Birthdays in South Korea

I've been in South Korea for a total of two months now and a lot of my friends have had their birthdays and mine is just around the corner! Since my birthday is coming up, I decided to ask a Korean friend of mine about her birthday experience and how birthdays in South Korea are celebrated. South Koreans have a special set of traditions around birthdays. In fact, everyone ages together on the 1st of January after New Year's and if you are born before New Year's, you are already a year older. The time you spent in your mother's tummy counts as one year for Koreans! For example, you are born right before New Year's and you are one! New Year's comes around and then you turn two. You celebrate your birthday again later but you aren't considered to age on that day. A little confusing at first, right? Koreans still celebrate their birthday on the actual day with cake and candles just like us but when it is New Year's everyone celebrates with a soup that they finish in order to age. So, you are actually older in Korea than you are in the United States! 
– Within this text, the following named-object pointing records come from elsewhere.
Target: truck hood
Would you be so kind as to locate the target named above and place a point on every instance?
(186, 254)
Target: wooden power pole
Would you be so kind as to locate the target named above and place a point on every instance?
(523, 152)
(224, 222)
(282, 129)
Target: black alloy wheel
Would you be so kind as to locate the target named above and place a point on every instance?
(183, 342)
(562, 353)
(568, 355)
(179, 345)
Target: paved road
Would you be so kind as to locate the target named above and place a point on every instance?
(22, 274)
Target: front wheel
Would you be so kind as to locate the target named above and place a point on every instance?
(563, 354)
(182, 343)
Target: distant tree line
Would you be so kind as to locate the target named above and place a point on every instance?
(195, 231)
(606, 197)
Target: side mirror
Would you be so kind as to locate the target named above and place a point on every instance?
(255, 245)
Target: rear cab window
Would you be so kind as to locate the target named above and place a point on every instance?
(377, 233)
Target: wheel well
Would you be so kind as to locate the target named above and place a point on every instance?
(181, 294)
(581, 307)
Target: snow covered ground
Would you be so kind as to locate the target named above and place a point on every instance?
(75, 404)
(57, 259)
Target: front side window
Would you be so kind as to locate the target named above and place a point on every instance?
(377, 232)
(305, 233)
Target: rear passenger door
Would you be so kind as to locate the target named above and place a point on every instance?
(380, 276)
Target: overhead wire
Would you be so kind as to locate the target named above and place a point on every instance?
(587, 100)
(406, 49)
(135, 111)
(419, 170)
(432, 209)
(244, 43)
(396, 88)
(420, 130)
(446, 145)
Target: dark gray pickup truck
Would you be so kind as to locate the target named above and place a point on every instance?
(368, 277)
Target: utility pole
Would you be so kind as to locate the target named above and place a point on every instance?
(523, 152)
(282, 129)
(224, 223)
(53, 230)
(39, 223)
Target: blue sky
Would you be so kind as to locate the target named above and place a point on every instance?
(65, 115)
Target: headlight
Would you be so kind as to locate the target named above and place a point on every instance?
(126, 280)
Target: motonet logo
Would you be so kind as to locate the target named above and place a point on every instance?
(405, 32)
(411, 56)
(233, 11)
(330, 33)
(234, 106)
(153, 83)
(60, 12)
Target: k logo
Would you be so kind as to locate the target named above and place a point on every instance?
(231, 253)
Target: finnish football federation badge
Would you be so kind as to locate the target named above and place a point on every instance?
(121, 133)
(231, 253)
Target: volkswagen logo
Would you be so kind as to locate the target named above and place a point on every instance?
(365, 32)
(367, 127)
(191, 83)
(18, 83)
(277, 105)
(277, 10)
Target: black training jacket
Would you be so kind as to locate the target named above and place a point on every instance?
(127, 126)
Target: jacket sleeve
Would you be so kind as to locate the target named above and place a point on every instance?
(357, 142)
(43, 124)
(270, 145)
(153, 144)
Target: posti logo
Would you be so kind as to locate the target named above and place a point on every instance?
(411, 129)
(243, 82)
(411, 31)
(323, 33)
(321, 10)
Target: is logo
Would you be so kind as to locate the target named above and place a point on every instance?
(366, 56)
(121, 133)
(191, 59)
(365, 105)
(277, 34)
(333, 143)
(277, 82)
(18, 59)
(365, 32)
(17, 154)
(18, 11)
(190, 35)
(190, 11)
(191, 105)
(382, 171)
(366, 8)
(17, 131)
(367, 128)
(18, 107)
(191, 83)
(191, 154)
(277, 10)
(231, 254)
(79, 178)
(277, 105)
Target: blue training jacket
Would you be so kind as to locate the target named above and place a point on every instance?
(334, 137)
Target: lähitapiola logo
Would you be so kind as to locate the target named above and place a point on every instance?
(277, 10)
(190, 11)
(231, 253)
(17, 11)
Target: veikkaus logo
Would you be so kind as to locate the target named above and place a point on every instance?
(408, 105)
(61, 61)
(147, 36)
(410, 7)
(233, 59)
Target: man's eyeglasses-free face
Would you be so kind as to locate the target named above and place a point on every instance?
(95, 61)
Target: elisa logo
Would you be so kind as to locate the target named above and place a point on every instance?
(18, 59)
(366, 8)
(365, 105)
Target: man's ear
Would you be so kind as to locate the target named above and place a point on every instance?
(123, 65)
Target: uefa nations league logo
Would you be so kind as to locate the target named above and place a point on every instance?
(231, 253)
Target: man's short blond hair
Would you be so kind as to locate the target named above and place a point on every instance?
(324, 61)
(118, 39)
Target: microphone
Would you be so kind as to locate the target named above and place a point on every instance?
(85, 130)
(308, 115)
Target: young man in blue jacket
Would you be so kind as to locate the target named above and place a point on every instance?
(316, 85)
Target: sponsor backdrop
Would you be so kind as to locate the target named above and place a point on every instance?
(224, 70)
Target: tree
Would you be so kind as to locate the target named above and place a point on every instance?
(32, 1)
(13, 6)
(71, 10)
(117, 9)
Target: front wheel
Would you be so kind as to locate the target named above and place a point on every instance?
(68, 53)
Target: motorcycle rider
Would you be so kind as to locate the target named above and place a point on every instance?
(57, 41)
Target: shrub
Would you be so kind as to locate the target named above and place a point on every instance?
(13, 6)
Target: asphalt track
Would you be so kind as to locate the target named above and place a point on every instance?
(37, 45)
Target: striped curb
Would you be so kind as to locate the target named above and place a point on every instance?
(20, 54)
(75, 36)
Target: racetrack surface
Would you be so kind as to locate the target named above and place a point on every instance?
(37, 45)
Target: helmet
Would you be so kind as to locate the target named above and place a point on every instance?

Why does the community have this tradition?:

South Korea goes by a special age created many years ago in ancient China. Instead of going by a cardinal number system (i.e. 0,1,2,3,4), they go by an ordinal number system (i.e. 1,2,3,4) where zero doesn't exist. Of course, with changing times, most of their numbers are cardinal but the age remains a special tradition in South Korea. It is the only nation in the world that uses this system today. Also, after your New year's celebration/birthday, if you are freshly two, you get a celebration called Dol (pronounced as dul), or literally two in the Korean number system.